Processing Mode of Conflicting Tables	Precheck and Report Errors: fails the precheck if the destination has tables with the same name as the source — use this to avoid unexpected overwrites. Ignore Errors and Proceed: skips the conflict check. If the source and destination databases have the same schemas and a data record has the same primary key value as an existing record in the destination: during full data synchronization, DTS does not synchronize the record and the existing destination record is retained; during incremental data synchronization, DTS synchronizes the record and the existing destination record is overwritten. If schemas differ, data may fail to be initialized — only some columns are synchronized or the task fails.
Data Format in Kafka	DTS Avro: data is serialized using the DTS Avro schema. See the schema definition on GitHub. Canal JSON: data is stored in Canal JSON format. See the Canal JSON format reference.
Policy for shipping data to Kafka partitions	Select a partition routing policy based on your ordering and throughput requirements. See Specify the policy for migrating data to Kafka partitions.
Capitalization of object names in destination instance	Controls the case of database, table, and column names in Kafka messages. Defaults to the DTS default policy. See Specify the capitalization of object names.
Source Objects	Select tables from the Source Objects panel and click the arrow icon to move them to Selected Objects. Only tables can be selected.
Selected Objects	Right-click an object to rename it or filter specific SQL operations. Click Batch Edit to rename multiple objects at once. To filter rows, right-click an object and specify WHERE conditions.

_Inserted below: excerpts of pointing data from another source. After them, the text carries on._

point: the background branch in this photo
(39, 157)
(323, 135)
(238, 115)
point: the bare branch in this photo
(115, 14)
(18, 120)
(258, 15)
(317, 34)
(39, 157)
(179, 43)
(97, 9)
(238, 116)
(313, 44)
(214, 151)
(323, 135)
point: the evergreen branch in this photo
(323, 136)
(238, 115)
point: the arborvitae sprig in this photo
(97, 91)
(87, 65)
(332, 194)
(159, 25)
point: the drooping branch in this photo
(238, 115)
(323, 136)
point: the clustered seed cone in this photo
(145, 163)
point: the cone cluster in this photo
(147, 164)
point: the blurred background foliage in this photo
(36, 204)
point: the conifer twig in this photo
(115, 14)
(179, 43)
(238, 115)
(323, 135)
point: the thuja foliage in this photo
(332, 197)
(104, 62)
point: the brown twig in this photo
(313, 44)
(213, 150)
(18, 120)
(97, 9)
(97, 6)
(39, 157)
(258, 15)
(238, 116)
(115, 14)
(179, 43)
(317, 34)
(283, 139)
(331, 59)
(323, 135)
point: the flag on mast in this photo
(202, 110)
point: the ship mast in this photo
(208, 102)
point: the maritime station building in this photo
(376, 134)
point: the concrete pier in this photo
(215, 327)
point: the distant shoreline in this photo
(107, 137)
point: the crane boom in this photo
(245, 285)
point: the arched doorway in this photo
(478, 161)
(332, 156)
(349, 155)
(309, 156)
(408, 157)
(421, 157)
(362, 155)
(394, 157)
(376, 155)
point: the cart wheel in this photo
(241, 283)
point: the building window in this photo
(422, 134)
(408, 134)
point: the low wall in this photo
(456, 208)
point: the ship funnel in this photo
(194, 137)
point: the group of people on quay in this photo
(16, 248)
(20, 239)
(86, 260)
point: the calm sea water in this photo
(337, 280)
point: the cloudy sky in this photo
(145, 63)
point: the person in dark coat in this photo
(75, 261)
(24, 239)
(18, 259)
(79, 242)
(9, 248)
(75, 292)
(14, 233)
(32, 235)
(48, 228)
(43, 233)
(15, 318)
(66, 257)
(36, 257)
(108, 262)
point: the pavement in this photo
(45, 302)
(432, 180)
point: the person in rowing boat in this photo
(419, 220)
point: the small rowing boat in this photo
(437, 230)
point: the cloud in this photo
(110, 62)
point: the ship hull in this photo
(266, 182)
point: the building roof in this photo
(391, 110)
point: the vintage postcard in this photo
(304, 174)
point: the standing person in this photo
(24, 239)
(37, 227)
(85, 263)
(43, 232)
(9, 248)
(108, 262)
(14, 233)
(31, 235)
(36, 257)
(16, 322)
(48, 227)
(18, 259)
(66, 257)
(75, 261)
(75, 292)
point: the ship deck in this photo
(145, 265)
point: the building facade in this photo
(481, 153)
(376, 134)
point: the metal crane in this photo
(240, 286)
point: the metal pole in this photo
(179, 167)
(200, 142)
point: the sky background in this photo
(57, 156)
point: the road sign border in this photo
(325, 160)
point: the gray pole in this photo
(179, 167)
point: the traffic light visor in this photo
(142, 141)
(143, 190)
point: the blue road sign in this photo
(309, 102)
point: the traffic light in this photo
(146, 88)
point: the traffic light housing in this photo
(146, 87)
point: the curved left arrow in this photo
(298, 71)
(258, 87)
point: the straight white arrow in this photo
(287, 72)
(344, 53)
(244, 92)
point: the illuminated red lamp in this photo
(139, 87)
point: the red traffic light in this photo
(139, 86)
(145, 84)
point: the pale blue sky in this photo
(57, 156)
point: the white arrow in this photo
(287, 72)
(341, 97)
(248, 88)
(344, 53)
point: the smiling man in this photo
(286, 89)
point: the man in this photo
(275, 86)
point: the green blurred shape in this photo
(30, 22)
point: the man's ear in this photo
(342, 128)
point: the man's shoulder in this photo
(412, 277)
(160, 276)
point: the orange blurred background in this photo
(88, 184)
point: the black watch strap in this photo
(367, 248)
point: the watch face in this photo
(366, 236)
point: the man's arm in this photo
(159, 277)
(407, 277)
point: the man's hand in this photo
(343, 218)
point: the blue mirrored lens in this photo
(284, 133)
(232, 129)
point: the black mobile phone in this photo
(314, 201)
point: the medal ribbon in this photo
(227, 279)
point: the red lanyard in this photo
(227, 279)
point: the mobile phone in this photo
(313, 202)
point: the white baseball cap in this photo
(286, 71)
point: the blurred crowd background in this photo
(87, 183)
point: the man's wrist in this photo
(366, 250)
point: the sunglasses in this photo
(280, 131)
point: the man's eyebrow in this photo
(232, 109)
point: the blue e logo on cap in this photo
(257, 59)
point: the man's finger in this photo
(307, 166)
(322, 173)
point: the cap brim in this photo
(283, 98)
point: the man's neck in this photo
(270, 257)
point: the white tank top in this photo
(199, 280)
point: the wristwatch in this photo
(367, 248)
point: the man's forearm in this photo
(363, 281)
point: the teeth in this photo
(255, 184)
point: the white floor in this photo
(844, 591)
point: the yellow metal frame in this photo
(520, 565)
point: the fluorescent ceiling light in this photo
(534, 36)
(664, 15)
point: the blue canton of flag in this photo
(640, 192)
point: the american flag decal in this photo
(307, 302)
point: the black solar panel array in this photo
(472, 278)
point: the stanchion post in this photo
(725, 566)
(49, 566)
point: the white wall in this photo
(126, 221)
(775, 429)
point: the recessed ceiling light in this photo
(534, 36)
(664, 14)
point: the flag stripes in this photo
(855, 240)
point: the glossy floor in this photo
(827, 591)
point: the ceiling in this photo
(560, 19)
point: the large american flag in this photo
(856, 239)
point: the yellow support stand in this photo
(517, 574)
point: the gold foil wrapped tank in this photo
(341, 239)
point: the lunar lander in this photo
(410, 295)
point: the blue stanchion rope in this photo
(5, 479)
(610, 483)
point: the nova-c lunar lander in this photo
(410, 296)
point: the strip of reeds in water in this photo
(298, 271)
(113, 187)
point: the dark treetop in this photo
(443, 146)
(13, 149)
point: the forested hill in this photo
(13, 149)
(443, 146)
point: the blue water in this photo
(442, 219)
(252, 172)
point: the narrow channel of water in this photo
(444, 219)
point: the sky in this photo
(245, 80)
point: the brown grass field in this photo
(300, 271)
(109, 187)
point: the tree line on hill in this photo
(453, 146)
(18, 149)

Step 6: Configure advanced settings

Click Next: Advanced Settings.

Parameter	Description
Set Alerts	Select Yes to receive notifications when the task fails or synchronization latency exceeds the threshold. Specify the threshold and alert contacts.
Retry Time for Failed Connection	How long DTS retries failed connections before marking the task as failed. Range: 10–1,440 minutes. Default: 720 minutes. Set this to at least 30 minutes. If multiple tasks share the same source or destination, the shortest retry time across those tasks applies.
Configure ETL	Select Yes to transform data during synchronization. Enter processing statements in the code editor. See Configure ETL.
Whether to delete SQL operations on heartbeat tables of forward and reverse tasks	Yes: DTS does not write heartbeat table operations to the source. Synchronization latency may be displayed. No: DTS writes heartbeat table operations to the source. This may affect physical backup and cloning of the source database.

Step 7: Run the precheck

Click Next: Save Task Settings and Precheck.

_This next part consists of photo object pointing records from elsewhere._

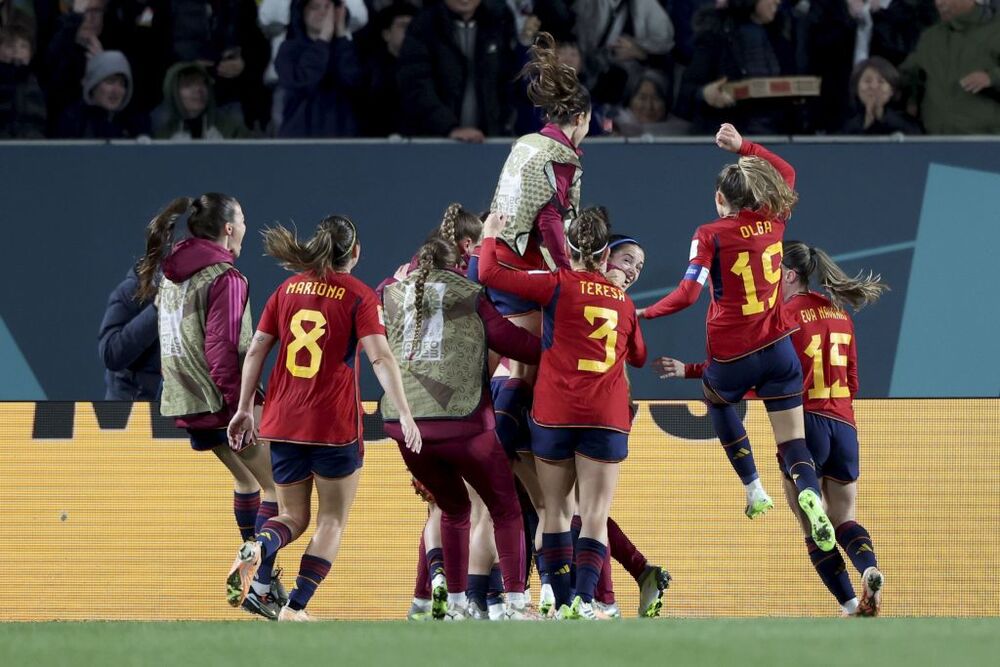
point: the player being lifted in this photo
(747, 333)
(312, 413)
(580, 416)
(827, 348)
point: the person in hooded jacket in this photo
(129, 344)
(103, 112)
(319, 72)
(189, 110)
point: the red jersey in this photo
(829, 355)
(313, 395)
(741, 256)
(589, 331)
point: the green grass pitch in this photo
(903, 642)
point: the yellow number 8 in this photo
(305, 340)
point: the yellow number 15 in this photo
(606, 332)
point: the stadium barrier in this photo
(110, 515)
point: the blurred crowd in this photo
(223, 69)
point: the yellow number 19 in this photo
(305, 340)
(771, 275)
(607, 332)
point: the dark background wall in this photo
(73, 216)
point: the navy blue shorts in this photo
(556, 443)
(509, 304)
(207, 439)
(512, 429)
(774, 372)
(834, 448)
(293, 463)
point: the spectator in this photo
(645, 112)
(103, 112)
(225, 36)
(955, 70)
(382, 105)
(739, 42)
(76, 38)
(455, 71)
(188, 110)
(875, 83)
(129, 344)
(22, 104)
(621, 38)
(318, 72)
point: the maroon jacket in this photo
(509, 340)
(227, 299)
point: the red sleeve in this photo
(786, 170)
(637, 346)
(227, 299)
(852, 365)
(685, 295)
(537, 286)
(694, 370)
(507, 339)
(269, 318)
(368, 319)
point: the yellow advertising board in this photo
(110, 515)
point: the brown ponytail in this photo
(437, 253)
(159, 235)
(330, 248)
(552, 85)
(844, 290)
(754, 184)
(588, 236)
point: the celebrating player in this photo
(538, 189)
(580, 417)
(440, 327)
(827, 349)
(204, 330)
(748, 335)
(312, 414)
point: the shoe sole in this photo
(663, 579)
(439, 602)
(821, 528)
(759, 509)
(240, 577)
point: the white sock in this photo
(517, 600)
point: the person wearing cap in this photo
(103, 112)
(189, 109)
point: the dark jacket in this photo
(893, 121)
(319, 80)
(718, 54)
(432, 71)
(22, 103)
(129, 345)
(213, 123)
(85, 121)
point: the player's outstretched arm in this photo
(242, 430)
(387, 371)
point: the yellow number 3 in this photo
(305, 340)
(607, 332)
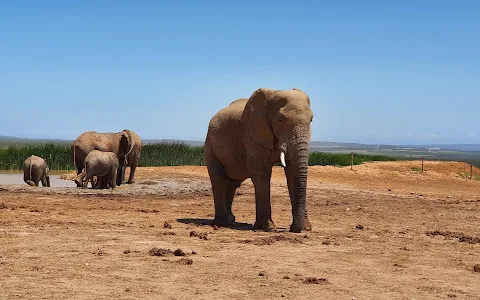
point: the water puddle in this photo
(17, 178)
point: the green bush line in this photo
(59, 157)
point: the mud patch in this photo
(462, 238)
(278, 238)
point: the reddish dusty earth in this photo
(381, 231)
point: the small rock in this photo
(159, 252)
(476, 268)
(203, 236)
(167, 225)
(179, 252)
(185, 261)
(310, 280)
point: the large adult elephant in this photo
(247, 138)
(126, 144)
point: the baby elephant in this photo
(35, 169)
(104, 165)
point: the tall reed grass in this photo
(59, 156)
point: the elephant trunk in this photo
(298, 158)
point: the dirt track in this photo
(381, 231)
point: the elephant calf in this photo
(35, 169)
(104, 165)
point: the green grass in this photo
(344, 159)
(466, 175)
(59, 156)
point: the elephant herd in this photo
(244, 140)
(100, 158)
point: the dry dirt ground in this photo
(381, 231)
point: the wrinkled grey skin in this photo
(245, 139)
(126, 144)
(35, 170)
(104, 165)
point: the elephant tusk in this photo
(282, 159)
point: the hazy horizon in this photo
(376, 72)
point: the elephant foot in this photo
(307, 226)
(231, 218)
(79, 184)
(264, 225)
(220, 221)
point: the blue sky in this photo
(397, 72)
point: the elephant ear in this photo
(124, 143)
(256, 120)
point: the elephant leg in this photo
(230, 187)
(218, 179)
(133, 167)
(113, 177)
(120, 174)
(291, 190)
(263, 210)
(85, 181)
(80, 178)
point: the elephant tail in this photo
(30, 167)
(74, 160)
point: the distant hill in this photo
(323, 146)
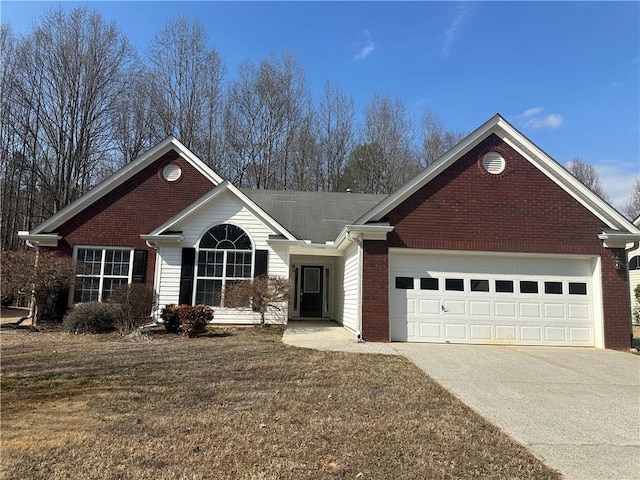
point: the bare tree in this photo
(66, 76)
(587, 175)
(42, 275)
(386, 147)
(186, 86)
(632, 207)
(335, 134)
(435, 140)
(265, 109)
(133, 118)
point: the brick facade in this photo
(375, 295)
(518, 210)
(137, 206)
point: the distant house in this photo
(495, 243)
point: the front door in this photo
(311, 292)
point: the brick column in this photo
(375, 291)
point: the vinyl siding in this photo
(225, 209)
(351, 287)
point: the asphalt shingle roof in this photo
(315, 216)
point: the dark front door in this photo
(311, 292)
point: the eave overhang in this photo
(35, 240)
(371, 231)
(618, 239)
(167, 239)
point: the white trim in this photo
(223, 187)
(377, 231)
(525, 147)
(122, 175)
(594, 262)
(40, 239)
(618, 239)
(103, 249)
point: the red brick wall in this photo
(519, 210)
(375, 294)
(136, 207)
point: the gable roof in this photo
(225, 186)
(315, 216)
(122, 175)
(543, 162)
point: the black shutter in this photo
(261, 263)
(139, 266)
(186, 276)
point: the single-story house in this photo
(634, 271)
(495, 243)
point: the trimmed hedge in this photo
(186, 319)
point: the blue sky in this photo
(566, 74)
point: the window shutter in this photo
(139, 266)
(186, 276)
(261, 260)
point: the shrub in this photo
(133, 305)
(190, 320)
(92, 317)
(259, 294)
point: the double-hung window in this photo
(225, 256)
(100, 272)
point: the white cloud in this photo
(533, 118)
(451, 33)
(368, 48)
(618, 179)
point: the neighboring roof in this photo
(315, 216)
(538, 158)
(122, 175)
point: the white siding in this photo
(634, 280)
(169, 259)
(225, 209)
(351, 288)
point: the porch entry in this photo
(311, 291)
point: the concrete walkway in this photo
(578, 409)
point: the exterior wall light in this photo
(617, 262)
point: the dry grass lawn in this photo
(234, 405)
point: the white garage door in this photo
(531, 300)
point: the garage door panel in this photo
(580, 335)
(514, 301)
(530, 310)
(429, 307)
(455, 331)
(531, 334)
(505, 309)
(579, 312)
(454, 307)
(431, 331)
(552, 310)
(480, 332)
(506, 332)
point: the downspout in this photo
(357, 239)
(33, 306)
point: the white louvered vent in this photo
(493, 162)
(171, 172)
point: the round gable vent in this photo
(171, 172)
(493, 162)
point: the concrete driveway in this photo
(577, 409)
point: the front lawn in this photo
(237, 405)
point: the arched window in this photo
(225, 255)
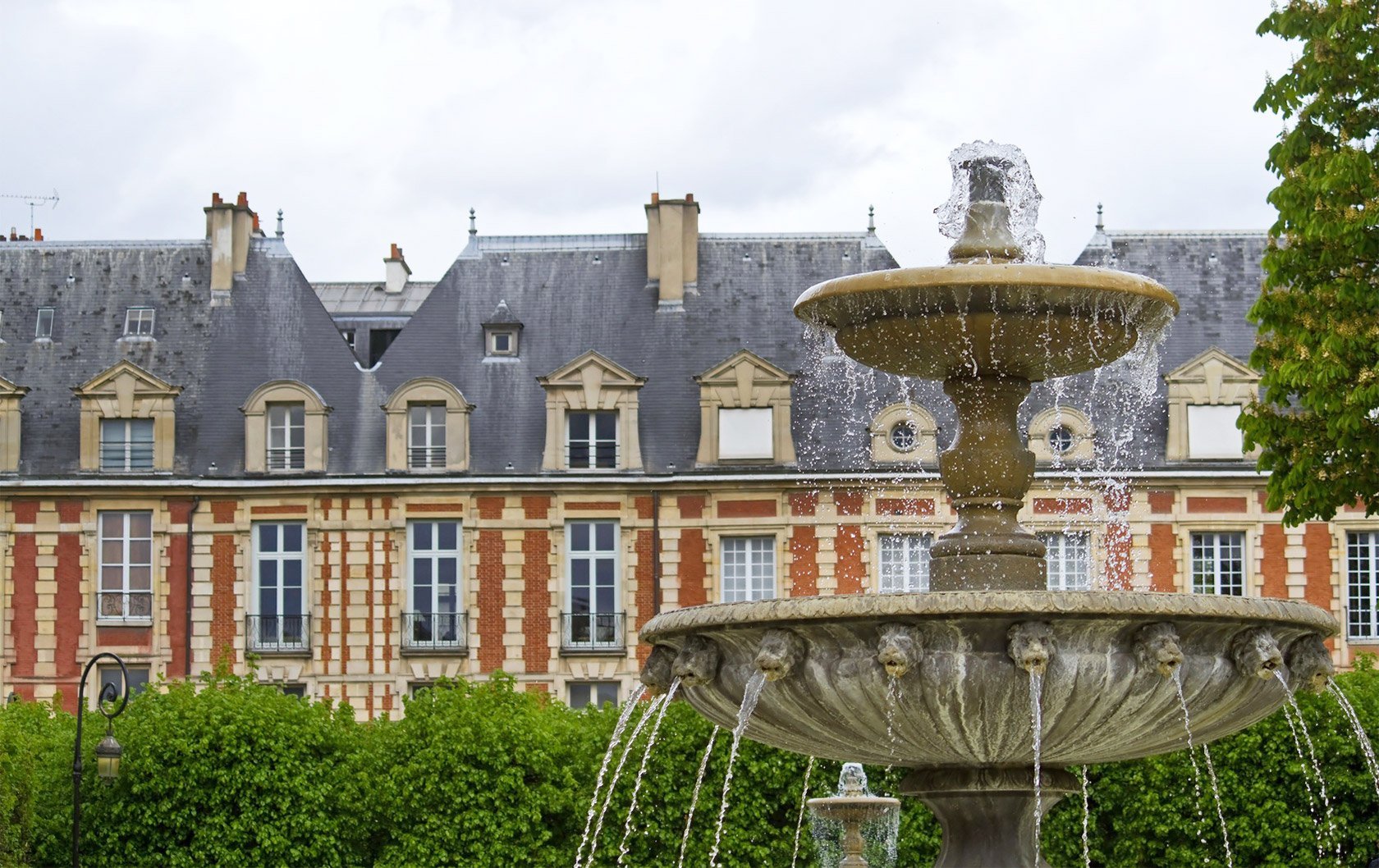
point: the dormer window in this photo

DTS runs a precheck before the task can start. For each failed item:

Click View Details to see the cause.
Fix the issue and click Precheck Again.

For alert items (non-blocking):

Fix the issue if possible.
To skip: click Confirm Alert Details next to the item, click Ignore, click OK, then click Precheck Again.

Warning

Ignoring alert items may cause data inconsistency and expose your business to risk.

Step 8: Purchase an instance

Wait until the precheck success rate reaches 100%, then click Next: Purchase Instance.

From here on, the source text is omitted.